New York

James Biederman

Ferrara’s use of progression relies on the order of building where the whole arises out of the systematic structuring of its parts. In contrast, James Biederman’s additive procedure implies patterns of growth where each part is induced rather than deduced from its predecessor. Biederman’s pieces tend to work in pairs, providing alternative possibilities of arrangement for similar accumulations of materials. His horizontal gluing together of slate fragments into a waving line is juxtaposed with his vertical stacking of an equal number of slate pieces. Horizontally the sections join at the side so that the top edges meet, one to the next, in the literal taking of a line for a walk. The zigzag teething of the bottom edges punctuates the smoother rhythm of the top and exposes its part by part progression. This work split as it was being lifted into an upright position, necessitating at one point the insertion of marble blocks for support—an unfortunate fact because tension between the horizontal thrust of the line and the downward pull of gravity is broken. However, it is really the vertical grouping of the stones which lends this piece significance, and takes it outside of its incipient dinosaur backbone references. Here the slate piles piece on piece, aligning along a straight edge only on one side. One recognizes this work as the leftover inverse of the other. And one realizes that the sum of one plus one plus one need not be the same.
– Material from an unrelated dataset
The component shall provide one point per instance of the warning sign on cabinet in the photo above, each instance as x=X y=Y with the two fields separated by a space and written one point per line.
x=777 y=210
That growth is as much an ongoing process from one to two and then to three as it is from beginning to end.

Similarly Biederman’s two drawings comment on each other. In one a long wobbly horizontal line is amassed by pasting together successive sheets of paper each with a graphite line drawn across the center. Only the end fragment of each paper’s line is visible as they layer one on top of the other. One has the feeling of a myriad of lines feeding into what becomes defined as the final image. Line is returned to its origins as the connection between a series of points. The other drawing articulates the discontinuity of the line as a progressive selection of points. By placing the separate lines along the vertical axis of the paper edges, Biederman emphasizes their varying size in accordance with the increasing and decreasing cuts of the paper. The whole no longer predicates sameness but difference. Progression seems not so much the system as the step of going from A to B. C is not a foregone conclusion.